Как только Семен оказался снаружи, количество нацеленных на него дротиков возросло до пяти. Самым паскудным было то, что воины казались совершенно спокойными, целились уверенно, и каждый держался на расстоянии не менее трех метров. Калитка в частоколе оказалась распахнутой настежь, и Семен двинулся к ней.
Между изгородью-засекой и частоколом было людно и лошадно. Кто-то подгонял упряжь, кто-то упаковывал вьючные мешки. Козлы, загораживающие вход, отодвинуты далеко в сторону. С десяток оседланных лошадей бродили снаружи. С первого взгляда было ясно, что здесь присутствуют не только вчерашние гости, но и их мнимые враги. «В общем, "сделали" они меня как лоха, – вздохнул Семен. – Все такие робкие и испуганные чужой магией». Что за тюки шевелятся чуть в стороне, ожидая погрузки, определить было не трудно – его лихие женщины-воительницы, спеленатые кожанами ремнями. «Это, конечно, лучше, чем обезглавленные трупы, но все равно обидно. Впрочем, сейчас я им ничем помочь не смогу. Вон сидит иуда Ващуг. Попробовать зарубить гада, пока пальму не отняли? Очень соблазнительно, но "своих" надо спасать. Если для этого нужно не драться, а улыбаться и нести чушь, значит, надо ее нести и улыбаться. А что, собственно, остается?»
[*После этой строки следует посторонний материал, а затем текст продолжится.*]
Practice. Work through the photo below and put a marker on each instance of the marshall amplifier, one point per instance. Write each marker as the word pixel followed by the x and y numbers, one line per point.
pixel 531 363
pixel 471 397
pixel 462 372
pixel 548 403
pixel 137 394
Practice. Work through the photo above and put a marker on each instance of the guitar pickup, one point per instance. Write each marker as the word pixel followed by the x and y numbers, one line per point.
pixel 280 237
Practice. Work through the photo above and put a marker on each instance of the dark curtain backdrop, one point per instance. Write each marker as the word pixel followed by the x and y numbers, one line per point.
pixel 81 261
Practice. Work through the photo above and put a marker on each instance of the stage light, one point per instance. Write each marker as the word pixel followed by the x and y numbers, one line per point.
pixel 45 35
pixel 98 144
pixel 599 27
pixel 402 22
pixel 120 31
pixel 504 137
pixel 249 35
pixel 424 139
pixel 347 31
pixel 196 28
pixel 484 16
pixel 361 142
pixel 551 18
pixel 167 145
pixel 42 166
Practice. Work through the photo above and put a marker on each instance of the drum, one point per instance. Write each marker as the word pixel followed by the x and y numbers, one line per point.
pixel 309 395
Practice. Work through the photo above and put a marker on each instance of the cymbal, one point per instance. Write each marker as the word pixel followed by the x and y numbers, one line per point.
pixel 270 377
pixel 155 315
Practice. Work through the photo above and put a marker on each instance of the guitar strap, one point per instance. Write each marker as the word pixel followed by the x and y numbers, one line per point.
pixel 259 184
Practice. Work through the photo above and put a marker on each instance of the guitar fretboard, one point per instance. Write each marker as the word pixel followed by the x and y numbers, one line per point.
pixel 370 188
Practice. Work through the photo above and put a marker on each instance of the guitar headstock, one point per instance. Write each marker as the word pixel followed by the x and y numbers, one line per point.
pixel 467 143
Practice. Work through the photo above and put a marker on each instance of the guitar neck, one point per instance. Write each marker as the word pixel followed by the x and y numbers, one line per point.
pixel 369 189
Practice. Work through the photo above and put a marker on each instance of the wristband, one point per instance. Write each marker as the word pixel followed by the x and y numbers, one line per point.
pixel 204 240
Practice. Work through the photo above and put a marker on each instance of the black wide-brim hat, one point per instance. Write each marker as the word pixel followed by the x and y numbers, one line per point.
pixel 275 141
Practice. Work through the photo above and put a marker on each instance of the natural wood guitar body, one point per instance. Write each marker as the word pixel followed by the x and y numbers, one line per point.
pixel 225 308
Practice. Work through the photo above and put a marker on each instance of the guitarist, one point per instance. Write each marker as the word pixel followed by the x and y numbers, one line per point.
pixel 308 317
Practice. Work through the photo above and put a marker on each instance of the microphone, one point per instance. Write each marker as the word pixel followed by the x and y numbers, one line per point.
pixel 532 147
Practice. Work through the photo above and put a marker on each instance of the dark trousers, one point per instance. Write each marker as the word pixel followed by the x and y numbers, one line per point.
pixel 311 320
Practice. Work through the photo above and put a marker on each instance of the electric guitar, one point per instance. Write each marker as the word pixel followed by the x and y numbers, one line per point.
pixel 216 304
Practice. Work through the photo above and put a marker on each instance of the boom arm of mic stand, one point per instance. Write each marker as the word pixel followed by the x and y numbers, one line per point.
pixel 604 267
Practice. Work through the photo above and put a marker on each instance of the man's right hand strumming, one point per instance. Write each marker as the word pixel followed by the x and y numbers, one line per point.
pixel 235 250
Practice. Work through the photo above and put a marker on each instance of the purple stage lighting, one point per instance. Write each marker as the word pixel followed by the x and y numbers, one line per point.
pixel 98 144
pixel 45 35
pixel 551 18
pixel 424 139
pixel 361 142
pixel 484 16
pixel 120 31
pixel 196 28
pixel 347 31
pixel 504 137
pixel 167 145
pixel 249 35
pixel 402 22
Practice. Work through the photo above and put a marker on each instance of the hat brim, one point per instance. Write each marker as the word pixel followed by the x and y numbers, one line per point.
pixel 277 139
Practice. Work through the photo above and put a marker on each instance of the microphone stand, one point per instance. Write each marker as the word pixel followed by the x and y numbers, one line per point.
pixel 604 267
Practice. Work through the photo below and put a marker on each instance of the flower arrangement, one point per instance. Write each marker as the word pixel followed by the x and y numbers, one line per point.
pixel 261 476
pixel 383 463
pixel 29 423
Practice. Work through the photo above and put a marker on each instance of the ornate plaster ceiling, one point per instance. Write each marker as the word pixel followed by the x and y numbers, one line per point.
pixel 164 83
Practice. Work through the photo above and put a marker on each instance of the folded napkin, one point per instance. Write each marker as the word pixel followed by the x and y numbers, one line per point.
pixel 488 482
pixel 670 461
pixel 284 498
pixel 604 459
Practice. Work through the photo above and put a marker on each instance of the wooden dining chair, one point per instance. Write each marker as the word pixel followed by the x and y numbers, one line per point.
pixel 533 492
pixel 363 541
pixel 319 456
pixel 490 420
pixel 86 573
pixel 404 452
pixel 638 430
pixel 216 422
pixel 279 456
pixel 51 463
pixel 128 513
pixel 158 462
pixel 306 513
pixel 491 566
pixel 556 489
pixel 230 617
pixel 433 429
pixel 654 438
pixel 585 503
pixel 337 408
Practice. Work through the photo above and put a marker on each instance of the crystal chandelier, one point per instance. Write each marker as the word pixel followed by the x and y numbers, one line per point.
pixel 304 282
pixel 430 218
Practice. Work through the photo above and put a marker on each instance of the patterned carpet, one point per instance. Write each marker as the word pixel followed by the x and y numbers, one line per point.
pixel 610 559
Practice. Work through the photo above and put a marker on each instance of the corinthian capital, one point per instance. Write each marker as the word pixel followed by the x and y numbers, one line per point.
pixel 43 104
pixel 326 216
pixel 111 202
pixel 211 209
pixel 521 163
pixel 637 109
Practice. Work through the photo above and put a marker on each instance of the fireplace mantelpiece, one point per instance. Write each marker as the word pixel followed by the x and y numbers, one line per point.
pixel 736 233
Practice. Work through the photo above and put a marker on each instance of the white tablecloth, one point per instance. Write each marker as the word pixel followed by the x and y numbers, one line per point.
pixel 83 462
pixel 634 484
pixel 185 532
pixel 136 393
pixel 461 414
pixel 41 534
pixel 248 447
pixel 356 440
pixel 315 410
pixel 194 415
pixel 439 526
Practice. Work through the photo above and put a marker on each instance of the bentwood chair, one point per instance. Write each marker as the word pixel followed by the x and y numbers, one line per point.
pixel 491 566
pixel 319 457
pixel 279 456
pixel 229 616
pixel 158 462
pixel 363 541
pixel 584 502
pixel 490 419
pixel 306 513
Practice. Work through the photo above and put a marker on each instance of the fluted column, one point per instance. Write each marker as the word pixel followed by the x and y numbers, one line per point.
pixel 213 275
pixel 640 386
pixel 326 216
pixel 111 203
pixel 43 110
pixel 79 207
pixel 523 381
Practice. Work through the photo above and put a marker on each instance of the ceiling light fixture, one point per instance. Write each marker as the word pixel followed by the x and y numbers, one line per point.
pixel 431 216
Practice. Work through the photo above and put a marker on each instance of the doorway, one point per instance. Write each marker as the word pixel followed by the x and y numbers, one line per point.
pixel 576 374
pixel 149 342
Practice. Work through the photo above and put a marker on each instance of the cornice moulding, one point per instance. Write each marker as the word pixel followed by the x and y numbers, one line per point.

Семен медленно двигался вперед. Люди перед ним расступались, отходили в сторону и отводили лошадей. Никто не отпускал шуточек, не смеялся в лицо, как следовало бы ожидать. Наоборот, все отворачивались или, по крайней мере, отводили глаза в сторону. «Опять магия, – грустно усмехнулся Семен. – В глаза смотреть нельзя, чтоб не сглазил. И ведь, между прочим, правильно делают: я же суг-гестор-внушатель и сейчас нахожусь на нервном взводе. То есть действительно могу воздействовать взглядом».
Вероятно, на этом самом месте колдун и ночевал, только палатка его была снята и лежала рядом в свернутом виде. На ней сидел незнакомый мужчина довольно солидных лет в замшевой рубахе, расшитой и разрисованной узорами. Всевозможных побрякушек на нем хватало, хотя до Ващуга ему было далеко. Если бы не клиновидная бородка с проседью, он вполне мог бы исполнять в кино роль какого-нибудь индейского вождя. Сам Ващуг сидел на земле, скрестив по-турецки ноги. Вероятно, появление Семена прервало беседу вождей. В глаза ему, правда, ни тот ни другой не посмотрел.
Семен остановился метрах в двух. Кожей спины и затылка он почувствовал, что еще один шаг, и в него всадят дротик. Умирать, кажется, было еще рано.
– Данкой, что ли? – грубовато поинтересовался Семен. – За брата отомстить пришел? А чо ты с Ва-щугом-то подружился? Твой Ненчич расплачется в мире мертвых!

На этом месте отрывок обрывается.